WASHINGTON — The Valentine’s weekend tour at Paxton Manor seems to have all the ingredients of a romantic date night in Leesburg, Virginia.

For starters, the Victorian house is getting “dressed up” for Valentine’s Day. Its lights will be turned way down low, leaving cuddling couples with a single rose to light the way.

And let’s not forget the people dressed up as creepy dolls and clowns jumping out at you.

“When you think about it, it’s extremely romantic,” says Katie Loudermilk, an actor who’s part of the tour.

“You cuddle together, you scream together,” Loudermilk says. “It’s an awesome opportunity to have a romantic evening.”

The folks at Paxton Manor — the same ones who produce the Shocktober haunted house for Halloween — really are trying to put the extreme in “extremely romantic.” They’re bringing back its Valentine’s weekend creepfest, My Bloody Valentine, for a second year.

Friday through Sunday, a night tour of the historic mansion will lead lovebirds and thrill seekers through a creepy maze of love. This year’s tour carries a “welcome to the dollhouse” theme — 42 volunteers dressed as dolls and clowns, plus those cute little stuffed animals you see around Valentine’s Day will “come to life.”

“It’s very much a haunted house,” Loudermilk says. “The startles and gross visual scenes — it definitely has a Valentine’s theme to it.”

Hugs and screams are part of what keep Joe and Emily Germano, of Leesburg, together.

Joe Germano, 46, says they’ve been to at least two dozen haunted houses since they were married in 2001. Emily Germano, 43, says it took some getting used to.

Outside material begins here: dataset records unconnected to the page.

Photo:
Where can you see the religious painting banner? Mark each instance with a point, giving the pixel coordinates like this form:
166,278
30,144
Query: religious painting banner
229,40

“I’m definitely the supportive wife,” she says.

The couple made a trip to Paxton Manor for last year’s Bloody Valentine and they’re looking forward to going to this year.

“It’s a very intimate setting,” Joe Germano says. “It’s an opportunity to be somewhere in the dark and close to each other. Maybe something a little off beat and different from what you’re used to doing for Valentine’s Day.”

Built in the 19th century, Paxton Manor claims to be “the only real haunted house in Northern Virginia.” It’s frequented by ghost hunters who claim it’s a “very, very, very active house in the paranormal realm,” according to Loudermilk.

The manor’s namesake, Rachel Paxton, turned the home over to Leesburg when she died — under the caveat that it be used to help children. Today it’s the site of Paxton Campus, an institution that serves children with special needs. My Bloody Valentine is a fundraiser for the campus.

“It raises a lot of money for something I’m so passionate about,” said Loudermilk, a behavior analyst and testing coordinator at Paxton.

Jennifer Lassiter, executive director, said the inaugural event raised $15,000 and fetched 500 people over the course of two days. Organizers are hoping to raise even more funds by expanding the tour to three days.